In summary, our results showed that there is a disagreement in quantitative BI-RADS breast density classification between experienced and inexperienced readers and the semi-automated software analysis. In order to accurately assess breast density in a reproducible and observer-independent manner, we would recommend the use of an integrated software tool, which can be applied in both screening and clinical settings. This semi-automated analysis of breast density might aid in identifying patients at high risk for developing breast cancer and/or patients who can benefit from additional MR mammography because of an unreliable mammogram. Currently, the thresholding approach to assess breast density on standard mammograms is preferable, for instance as assessed by the dedicated software program used in this study or any other commercially available software package.

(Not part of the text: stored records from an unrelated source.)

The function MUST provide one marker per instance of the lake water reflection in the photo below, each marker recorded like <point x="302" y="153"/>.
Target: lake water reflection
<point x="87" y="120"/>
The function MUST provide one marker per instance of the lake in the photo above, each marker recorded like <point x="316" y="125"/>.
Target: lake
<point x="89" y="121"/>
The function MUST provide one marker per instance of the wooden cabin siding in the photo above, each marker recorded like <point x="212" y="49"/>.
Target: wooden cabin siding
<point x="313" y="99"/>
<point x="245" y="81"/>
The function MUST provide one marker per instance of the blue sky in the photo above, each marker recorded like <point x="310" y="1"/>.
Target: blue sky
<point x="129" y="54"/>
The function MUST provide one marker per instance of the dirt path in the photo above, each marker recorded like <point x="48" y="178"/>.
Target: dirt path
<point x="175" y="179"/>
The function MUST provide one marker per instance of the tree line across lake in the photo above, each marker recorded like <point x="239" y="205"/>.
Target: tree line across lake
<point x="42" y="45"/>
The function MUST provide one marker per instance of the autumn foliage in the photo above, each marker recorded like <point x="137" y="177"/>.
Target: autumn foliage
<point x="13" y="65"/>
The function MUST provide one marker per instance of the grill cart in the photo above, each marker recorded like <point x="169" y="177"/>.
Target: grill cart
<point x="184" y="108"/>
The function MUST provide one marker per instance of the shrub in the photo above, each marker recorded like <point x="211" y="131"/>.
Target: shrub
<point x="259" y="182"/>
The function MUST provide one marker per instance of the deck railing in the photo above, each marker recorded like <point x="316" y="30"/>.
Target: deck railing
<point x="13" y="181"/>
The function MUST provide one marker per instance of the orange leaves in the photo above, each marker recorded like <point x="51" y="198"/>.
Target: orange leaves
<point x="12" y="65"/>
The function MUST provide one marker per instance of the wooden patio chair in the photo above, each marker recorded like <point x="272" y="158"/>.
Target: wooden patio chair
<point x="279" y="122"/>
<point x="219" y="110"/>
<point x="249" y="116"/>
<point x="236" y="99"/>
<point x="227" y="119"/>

In order to rapidly assess breast density and to include patients who have undergone mastectomy, assessment of a single breast in one projection (preferably the CC projection) is sufficient . This proposal is also supported by our current findings. In turn, future studies could investigate whether patients with mammographically dense breasts (i.e. those at high risk of developing breast cancer) can benefit from this accurate breast density assessment, for instance by shortening the screening interval or by performing additional (MR) imaging.